September 4th - I forgot my camera today, so instead I grabbed it and my little tripod when I had to run a late evening errand. It was quite still in Brownhills this evening, and there were few people around.
I am fascinated by the new white LED streetlights the council are installing in some places. Unlike the ones in Birmingham, these seem much brighter and clearer than the sodium ones they replace, and the cold white light the spread is somewhat otherworldly, particularly on street corners where old and new technologies overlap.
At the Pier Street bridge, I was fascinated by the lights shining off the surface of the canal, something I’d forgotten in the light days of a summer now passed.
Now autumn is upon us, I must sharpen up my night photography techniques.
April 27th - I was working throughout the day, and only got out late evening. It was threatening rain, and dusk was bearing down. I then realised I’d forgotten the camera, so had to use my phone. It didn’t really like the light, I think.
Nice to see that in the last week my favourite tree - the lone horse chestnut near Home Farm, Sandhills, has burst into leaf; I read the seasons by that tree, and now I know safe passage to summer is guaranteed. The canal all the way round to Newtown (and probably well beyond) is lush, and green, and beautiful. How I love this season.
Cruising up Short Street, I spotted the sky, and shot home before I got soaked. Interesting to note, though, that the street lights here have been changed for new LED ones; they’re very good, and are creeping onto many streets in Brownhills. Wonder what the rollout plan is?
So much nicer than the old orange ones.
December 11th - Taking a short cut through the Butts (no sniggering at the back), I noticed that Eastbourne Street has had it’s street lighting changed to LED technology. These lights are cool white rather than the customary yellow, and run much more efficiently and at lower power than sodium discharge types. Birmingham has being undertaking a rolling program of installing this type of lighting for a year or two now.
They’re a shock at first, but I prefer them. Although they look dimmer, their illumination is actually great, and I find they don’t cause the glare that the older types do.
The eerie effect on the urban scene is also rather wonderful.

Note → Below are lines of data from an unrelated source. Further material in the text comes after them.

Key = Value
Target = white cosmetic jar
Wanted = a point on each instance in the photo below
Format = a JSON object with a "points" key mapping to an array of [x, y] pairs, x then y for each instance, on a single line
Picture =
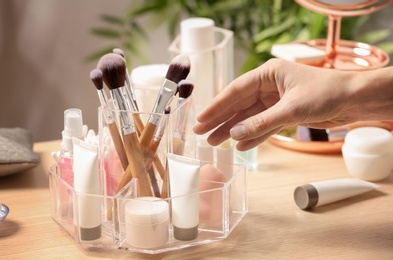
{"points": [[368, 153], [147, 222]]}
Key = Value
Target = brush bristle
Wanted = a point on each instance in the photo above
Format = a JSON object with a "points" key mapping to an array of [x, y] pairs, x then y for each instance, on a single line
{"points": [[167, 110], [118, 51], [113, 69], [178, 69], [185, 88], [96, 77]]}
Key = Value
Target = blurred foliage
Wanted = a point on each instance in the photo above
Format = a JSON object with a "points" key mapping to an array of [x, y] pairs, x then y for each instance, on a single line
{"points": [[257, 25]]}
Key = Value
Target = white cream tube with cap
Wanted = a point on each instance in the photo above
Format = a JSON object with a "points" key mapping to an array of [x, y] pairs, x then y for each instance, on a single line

January 7th - Talking of technology I’ve been interested to note of late that Birmingham Council - or rather, contractors working for them - are replacing street lighting on side routes with modern, low energy LED lights. I’ve been using LED lights on my bike for four or five years now, and they’ve improved massively. The lights being installed are an unexpected design, and seem to work really well. They give off a harsh, but clear white light. Interestingly tonight, when I left at 4:30, they were only just coming on, so the days are already lengthening considerably.

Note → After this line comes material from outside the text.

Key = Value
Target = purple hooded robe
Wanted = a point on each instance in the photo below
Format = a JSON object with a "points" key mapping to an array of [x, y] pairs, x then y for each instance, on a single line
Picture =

November 17th - Winter, cycling in darkness. I really can’t stress this enough, but lights, folks, lights. Lights are about being seen - creating a moving point of highlight in a dark world. In an urban environment, that’s all you need: to this end cheap LED blinkies and such are perfectly adequate. In rural environments, and for moving at speed off road in the dark, good forward illumination is essential. The better the light, the sooner you see hazards, the faster you can potentially go. I use an LED light by Hope, of Barnoldswick in the UK; it’s their flagship R4 model, and is very bright indeed. This is a non-assisted photo and shows the light spread on a medium setting. I have a very bright rear light from the same company. I love Hope’s stuff. They keep me safe at night.